Racconto umoristico pubblicato sul settimanale La Riviera del 12 marzo 2004
Non avevo mai sentito parlare del Festival di San Romolo finché il direttore non mi invitò a andare con lui alla serata finale, sabato 6 marzo 2004. Subito rifiutai, spiegando che trovavo già abbastanza noioso il Festival di Sanremo. Neppure gli ascolti a picco e la presenza di una outsider come Simona Ventura erano riusciti a commuovermi. Per convincermi il direttore specificò che si trattava di uno spettacolo per soli uomini.
“Un festival del porno?” chiesi eccitato.
“Ebbene sì!” confessò. “Il Festival di San Romolo è una gara tra ragazze nude o quasi che ballano e cantano al ritmo dei brani presentati a Sanremo. Lo spettacolo si svolge in una villa e i posti a disposizione sono pochissimi. Io però ho dato una mano a sistemare l’impianto audio e sono riuscito ad avere due biglietti gratis.”
Fu una delle poche volte che arrivai in orario a una festa. Le ragazze non c’erano ancora, ma il salone era già bello pieno. I nostri posti erano in prima fila, a meno di un metro dal palco.
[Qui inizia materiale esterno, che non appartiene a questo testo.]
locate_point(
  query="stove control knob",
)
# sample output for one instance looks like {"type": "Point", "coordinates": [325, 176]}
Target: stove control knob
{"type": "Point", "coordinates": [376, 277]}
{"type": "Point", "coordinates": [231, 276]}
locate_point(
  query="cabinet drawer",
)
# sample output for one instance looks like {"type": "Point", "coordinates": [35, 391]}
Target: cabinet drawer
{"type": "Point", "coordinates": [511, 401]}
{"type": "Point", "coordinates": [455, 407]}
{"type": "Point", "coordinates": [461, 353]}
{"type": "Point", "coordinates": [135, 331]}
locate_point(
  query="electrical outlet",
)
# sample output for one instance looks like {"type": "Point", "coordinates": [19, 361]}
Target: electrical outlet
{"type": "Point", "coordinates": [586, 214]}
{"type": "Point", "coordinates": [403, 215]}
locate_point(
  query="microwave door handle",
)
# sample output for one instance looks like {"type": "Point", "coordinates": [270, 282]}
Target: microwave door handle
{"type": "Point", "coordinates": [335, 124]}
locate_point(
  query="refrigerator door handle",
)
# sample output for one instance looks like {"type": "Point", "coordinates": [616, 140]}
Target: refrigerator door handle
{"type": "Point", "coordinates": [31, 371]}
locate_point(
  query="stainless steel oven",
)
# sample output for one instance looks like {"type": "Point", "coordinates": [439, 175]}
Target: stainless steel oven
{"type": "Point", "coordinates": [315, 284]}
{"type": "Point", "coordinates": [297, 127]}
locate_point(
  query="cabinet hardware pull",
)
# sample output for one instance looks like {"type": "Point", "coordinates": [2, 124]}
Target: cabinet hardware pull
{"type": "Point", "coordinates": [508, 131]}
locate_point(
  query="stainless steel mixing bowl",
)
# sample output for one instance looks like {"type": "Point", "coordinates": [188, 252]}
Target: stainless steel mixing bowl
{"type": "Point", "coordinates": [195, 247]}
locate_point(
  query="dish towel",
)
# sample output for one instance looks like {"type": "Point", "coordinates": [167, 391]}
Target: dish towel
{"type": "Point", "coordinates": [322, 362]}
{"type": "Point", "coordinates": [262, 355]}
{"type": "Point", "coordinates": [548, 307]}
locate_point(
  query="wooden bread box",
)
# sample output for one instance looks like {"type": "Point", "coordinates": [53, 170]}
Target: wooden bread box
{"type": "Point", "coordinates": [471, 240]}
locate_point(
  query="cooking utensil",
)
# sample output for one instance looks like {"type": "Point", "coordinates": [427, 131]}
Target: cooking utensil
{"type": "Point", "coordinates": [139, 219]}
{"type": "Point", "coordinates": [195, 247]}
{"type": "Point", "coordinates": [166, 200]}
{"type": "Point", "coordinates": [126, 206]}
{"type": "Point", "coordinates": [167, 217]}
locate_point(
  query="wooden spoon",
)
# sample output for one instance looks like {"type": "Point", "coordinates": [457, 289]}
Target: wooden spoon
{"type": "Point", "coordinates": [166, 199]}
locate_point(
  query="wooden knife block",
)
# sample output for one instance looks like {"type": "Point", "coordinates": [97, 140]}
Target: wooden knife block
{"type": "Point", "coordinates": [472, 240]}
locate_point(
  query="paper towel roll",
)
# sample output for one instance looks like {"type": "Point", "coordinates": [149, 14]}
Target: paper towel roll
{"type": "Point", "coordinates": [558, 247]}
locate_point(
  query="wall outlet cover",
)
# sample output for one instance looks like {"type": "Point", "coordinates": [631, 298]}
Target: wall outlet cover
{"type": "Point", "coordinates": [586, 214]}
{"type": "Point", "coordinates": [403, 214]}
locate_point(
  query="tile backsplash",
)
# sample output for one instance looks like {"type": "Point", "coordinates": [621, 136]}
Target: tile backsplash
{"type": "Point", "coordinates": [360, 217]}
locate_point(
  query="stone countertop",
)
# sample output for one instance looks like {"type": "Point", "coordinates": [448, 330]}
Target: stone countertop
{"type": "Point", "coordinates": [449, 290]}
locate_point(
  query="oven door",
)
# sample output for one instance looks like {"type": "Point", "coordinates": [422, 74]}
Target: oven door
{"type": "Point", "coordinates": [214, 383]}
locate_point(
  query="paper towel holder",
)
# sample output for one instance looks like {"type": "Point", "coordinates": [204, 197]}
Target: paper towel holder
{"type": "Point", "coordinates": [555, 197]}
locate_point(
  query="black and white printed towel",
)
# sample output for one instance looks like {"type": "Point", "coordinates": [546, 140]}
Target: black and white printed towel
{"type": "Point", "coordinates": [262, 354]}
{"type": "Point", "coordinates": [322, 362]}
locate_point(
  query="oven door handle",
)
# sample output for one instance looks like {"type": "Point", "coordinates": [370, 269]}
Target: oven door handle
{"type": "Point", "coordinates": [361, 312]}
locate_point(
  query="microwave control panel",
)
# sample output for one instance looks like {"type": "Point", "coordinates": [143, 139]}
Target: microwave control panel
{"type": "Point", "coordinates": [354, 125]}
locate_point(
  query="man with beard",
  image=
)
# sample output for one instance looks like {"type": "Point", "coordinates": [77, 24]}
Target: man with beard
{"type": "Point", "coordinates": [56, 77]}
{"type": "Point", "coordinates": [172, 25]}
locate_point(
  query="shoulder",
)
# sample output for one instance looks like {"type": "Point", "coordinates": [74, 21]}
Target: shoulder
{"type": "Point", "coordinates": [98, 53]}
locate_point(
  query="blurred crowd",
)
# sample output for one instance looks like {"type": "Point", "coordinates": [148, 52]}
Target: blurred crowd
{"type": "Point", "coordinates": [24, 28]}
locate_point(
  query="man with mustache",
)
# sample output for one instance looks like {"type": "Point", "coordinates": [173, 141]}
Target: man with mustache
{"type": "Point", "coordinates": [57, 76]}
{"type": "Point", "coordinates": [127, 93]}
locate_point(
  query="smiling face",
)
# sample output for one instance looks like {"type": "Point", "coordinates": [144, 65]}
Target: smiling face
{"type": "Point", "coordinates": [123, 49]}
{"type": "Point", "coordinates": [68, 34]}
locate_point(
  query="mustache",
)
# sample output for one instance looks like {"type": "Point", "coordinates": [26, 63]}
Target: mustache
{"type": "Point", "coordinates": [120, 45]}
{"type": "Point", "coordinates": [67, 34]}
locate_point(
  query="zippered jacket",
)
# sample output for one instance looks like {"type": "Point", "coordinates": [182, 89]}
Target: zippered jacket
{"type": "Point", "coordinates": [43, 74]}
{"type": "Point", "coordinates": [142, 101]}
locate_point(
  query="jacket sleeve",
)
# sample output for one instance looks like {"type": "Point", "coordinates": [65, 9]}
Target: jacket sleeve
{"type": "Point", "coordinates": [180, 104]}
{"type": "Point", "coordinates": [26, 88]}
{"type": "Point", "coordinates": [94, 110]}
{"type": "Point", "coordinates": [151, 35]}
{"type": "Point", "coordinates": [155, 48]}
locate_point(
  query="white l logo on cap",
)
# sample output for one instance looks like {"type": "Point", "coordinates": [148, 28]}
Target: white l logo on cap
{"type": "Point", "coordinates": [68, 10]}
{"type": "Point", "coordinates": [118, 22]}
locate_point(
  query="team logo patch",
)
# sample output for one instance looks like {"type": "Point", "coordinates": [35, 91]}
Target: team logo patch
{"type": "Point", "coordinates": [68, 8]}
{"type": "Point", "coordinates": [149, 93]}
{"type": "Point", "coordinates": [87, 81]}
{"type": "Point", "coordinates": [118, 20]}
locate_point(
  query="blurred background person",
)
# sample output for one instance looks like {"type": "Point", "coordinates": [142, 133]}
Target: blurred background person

Due formose cameriere in topless e tanga ci portarono da bere, insieme a due biglietti numerati. “Per la riffa” spiegarono.
La cosa che più mi colpì fu la massiccia presenza di cartelli e striscioni pubblicitari, sparsi un po’ dappertutto. “Gli sponsor della manifestazione” spiegò il direttore, seguendo la direzione del mio sguardo.
Alle nove in punto le luci si abbassarono e il presentatore salì sul palco e ci dette il benvenuto al primo “Festival del piacere italiano”. Le regole erano semplici. Al termine di ogni esibizione avremmo dovuto dare un voto da uno a cinque alla concorrente, utilizzando le palette che avevamo sul tavolo. In caso di parità tra due o più ragazze, sarebbe stato effettuato uno spareggio. La vincitrice si sarebbe guadagnata il ruolo di attrice protagonista nel prossimo film di Mino Tauro, affermato regista porno. Il vincitore della riffa avrebbe invece potuto scegliere una delle ragazze con cui “festeggiare” sul palco, per il gran finale della serata.
Le esibizioni furono tutte eccezionali. Indimenticabili quelle di Adriana, una creola selvaggia avvolta in una pelle di leopardo che cantò “Nessun consiglio” di Pappalardo, Ilsa la belva delle SS, maggiorata crudele come il brano di Mario Venuti, che fece schioccare la frusta a pochi centimetri dal mio naso, e la schiava bionda Laura, che il presentatore legò al palo della pole dance per ripercorrere le orme di Veruska.
Il gran finale
Vinse naturalmente Katia, la conturbante donna pipistrello, con “L’uomo volante” di Masini. La ragazza ritirò il premio tra i fischi del pubblico, poi estrasse il numero del biglietto vincente della lotteria. 34, quello del direttore. Mi congratulai con una pacca sulla spalla, ma lui fece una smorfia. Forse gli dispiaceva tradire la sua ragazza, dopo tanti anni che stavano insieme.
“Vuoi fare cambio?” propose sottovoce.
“Certo!” risposi afferrando il biglietto.
Sul palco invocai la selvaggia Adriana, terza classificata. Anche scalza mi sovrastava di dieci centimetri buoni, ma non mi lasciai intimorire. Le strappai di dosso la pelle di leopardo e mi diedi da fare. Furono i dieci minuti più esaltanti della mia vita. Neanche quando avevo pubblicato il primo racconto mi ero sentito così fiero. Alla fine riuscii anche a farmi dare il numero di telefono. Tornai al tavolo tra gli applausi.
Poi cominciarono a arrivare gli sms: “Complimenti!”, “Bravo!”, “Grande!”.
Qualcuno addirittura mi telefonò per congratularsi per la mia prestazione sul palco. Preoccupato, chiesi spiegazioni al direttore.
“Il Festival di San Romolo è trasmesso in diretta dal sito Internet dell’organizzazione” mi comunicò asciutto. “Ci sono webcam nascoste dappertutto, qui dentro. Non lo sapevi?”
“Ovviamente no.”
“Secondo te perché gli ascolti del Festival di Sanremo sono andati a picco, quest’anno? Non mi dirai che credi a quella palla del Grande Fratello e di Zelig!”
“Non lo so. Ora come ora credo solo che non potrò più uscire di casa per i prossimi tre anni.”
Ma il peggio doveva ancora venire. Quando provai a chiamare Adriana, mi risposero i vigili del fuoco.